Le samedi 06 février 2010, la Cour d’Appel du Nord-Kivu, a siégé en matière administrative dans l’affaire consécutive au rapport de la Commission d’enquête parlementaire sur l’exécution du Budget 2008 et premier semestre 2009 (RAD 063).
Ce jugement qu’on qualifierait d’événement historique au Nord-Kivu était très attendu, non seulement par les parties au procès mais aussi par les divers acteurs politiques et sociaux du Nord-Kivu, l’opinion au niveau de Goma, voire de toute la Province du Nord-Kivu et même de la diaspora.
Cette affaire qui a tenu en haleine les Institutions Provinciales mérite d’être appelée, non sans raison, «Gomagate», car ayant défrayée la chronique avec un ballet médiatique de certains Députés Provinciaux clamant haut et fort à Goma comme à Kinshasa, à Eringeti comme à Minova, à Bunagana comme à Mpofi, la démission illico du Gouverneur Julien Paluku Kahongya et de tout son Gouvernement Provincial, accusé principalement de détournement des deniers publics.
La Cour d’appel qui a accédé à la requête en annulation des Députés Provinciaux qui ont vigoureusement dénoncé les graves irrégularités du rapport en question autant dans la procédure que dans le fond ainsi que son instrumentalisation politique vient finalement de rendre son arrêt et lever ainsi le suspense qui a duré plus ou moins cinq mois (septembre 2009 à Janvier 2010). Le rapport a été carrément déclaré nul et de nul effet.

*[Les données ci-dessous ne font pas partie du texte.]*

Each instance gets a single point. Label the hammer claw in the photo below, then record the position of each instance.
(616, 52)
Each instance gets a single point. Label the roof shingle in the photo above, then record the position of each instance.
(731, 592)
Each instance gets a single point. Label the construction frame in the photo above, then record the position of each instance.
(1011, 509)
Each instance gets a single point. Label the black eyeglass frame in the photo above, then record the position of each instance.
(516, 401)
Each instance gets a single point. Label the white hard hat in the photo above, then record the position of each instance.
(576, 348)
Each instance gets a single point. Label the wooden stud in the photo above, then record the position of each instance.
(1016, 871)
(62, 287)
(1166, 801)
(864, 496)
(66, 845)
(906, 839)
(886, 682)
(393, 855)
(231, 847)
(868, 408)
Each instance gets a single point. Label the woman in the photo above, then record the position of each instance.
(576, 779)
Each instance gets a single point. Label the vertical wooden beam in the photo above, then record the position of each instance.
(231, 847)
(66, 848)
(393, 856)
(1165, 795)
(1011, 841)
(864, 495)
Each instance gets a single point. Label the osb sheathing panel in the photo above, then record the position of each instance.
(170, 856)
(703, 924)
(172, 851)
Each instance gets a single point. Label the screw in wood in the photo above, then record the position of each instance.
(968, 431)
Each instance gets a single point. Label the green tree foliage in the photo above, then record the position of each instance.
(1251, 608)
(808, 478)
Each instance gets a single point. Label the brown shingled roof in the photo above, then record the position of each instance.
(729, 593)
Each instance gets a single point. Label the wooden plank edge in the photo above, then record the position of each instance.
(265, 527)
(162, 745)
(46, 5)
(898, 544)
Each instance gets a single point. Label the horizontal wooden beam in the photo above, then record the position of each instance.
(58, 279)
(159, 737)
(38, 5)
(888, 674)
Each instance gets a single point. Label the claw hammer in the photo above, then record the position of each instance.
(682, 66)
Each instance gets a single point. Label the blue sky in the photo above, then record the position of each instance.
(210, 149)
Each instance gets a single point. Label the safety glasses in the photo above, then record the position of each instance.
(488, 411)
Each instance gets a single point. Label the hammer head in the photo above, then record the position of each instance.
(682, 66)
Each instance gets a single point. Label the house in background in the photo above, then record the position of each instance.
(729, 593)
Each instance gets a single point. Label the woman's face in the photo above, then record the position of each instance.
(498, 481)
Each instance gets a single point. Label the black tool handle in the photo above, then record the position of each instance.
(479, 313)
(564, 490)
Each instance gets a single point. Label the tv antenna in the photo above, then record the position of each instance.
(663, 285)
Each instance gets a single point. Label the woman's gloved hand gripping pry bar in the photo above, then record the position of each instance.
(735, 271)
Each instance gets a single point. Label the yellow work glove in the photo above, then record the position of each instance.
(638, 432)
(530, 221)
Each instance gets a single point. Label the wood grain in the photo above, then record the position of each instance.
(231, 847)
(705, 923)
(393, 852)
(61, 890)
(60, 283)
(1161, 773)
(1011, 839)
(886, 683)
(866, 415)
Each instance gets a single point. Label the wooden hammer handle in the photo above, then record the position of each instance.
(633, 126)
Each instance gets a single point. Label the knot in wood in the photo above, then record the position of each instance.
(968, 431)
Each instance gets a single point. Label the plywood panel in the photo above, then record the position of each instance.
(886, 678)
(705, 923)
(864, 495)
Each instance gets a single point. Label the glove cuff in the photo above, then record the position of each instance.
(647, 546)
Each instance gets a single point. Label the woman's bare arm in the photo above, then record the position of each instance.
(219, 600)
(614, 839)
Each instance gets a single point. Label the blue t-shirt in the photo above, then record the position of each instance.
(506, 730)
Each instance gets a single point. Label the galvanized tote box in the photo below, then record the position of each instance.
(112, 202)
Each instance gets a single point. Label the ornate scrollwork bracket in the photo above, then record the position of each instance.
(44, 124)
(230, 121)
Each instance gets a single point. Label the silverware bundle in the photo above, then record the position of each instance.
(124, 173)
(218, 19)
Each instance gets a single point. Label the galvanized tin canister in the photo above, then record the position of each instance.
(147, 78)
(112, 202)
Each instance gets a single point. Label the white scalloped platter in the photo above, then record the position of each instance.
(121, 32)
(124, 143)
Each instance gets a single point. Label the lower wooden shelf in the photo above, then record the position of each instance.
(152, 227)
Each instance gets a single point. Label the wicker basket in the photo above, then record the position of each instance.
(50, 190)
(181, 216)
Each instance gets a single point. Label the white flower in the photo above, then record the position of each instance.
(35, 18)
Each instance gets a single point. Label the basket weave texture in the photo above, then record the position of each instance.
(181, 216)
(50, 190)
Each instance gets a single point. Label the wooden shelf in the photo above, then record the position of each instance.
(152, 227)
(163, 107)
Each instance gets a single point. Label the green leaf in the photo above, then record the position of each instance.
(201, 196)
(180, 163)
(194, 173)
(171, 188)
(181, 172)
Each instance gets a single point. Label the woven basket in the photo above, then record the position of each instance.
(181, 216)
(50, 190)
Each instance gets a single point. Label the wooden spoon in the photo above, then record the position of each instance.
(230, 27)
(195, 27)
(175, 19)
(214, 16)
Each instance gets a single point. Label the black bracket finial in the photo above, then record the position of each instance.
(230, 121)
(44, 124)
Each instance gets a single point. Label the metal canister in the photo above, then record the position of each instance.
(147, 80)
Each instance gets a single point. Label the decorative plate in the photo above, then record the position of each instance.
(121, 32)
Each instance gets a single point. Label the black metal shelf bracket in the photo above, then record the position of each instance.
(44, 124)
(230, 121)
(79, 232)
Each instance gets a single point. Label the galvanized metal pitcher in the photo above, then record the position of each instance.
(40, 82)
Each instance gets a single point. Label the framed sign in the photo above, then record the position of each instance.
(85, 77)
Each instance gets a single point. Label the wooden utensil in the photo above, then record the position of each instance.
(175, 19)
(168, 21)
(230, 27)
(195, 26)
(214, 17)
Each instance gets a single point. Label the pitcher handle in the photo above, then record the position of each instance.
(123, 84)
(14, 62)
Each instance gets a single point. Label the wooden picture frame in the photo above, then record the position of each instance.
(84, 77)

Pour une bonne intelligence de ce moment d’histoire en Province du Nord-Kivu, il sied de revenir brièvement sur la chronologie des faits, la synthèse de la requête en annulation, l’arrêt de la Cour, les conséquences et les leçons à tirer.
1. Brève chronologie des faits
En date du 13 août 2009, l’Assemblée Provinciale du Nord-Kivu a mis en place une commission d’enquête chargée de contrôler l’exécution du Budget 2008 et du premier semestre 2009. La Commission a présenté son rapport le 07 octobre 2009 et le jour suivant la plénière l’a adopté.
Néanmoins, la méthodologie de travail de la commission tout comme les conditions d’adoption du rapport ne cessaient d’être récusées par un groupe des Députés qui, en date du 10 octobre 2009, ont introduit une requête en annulation du rapport suite aux irrégularités flagrantes constatées dans toute la démarche.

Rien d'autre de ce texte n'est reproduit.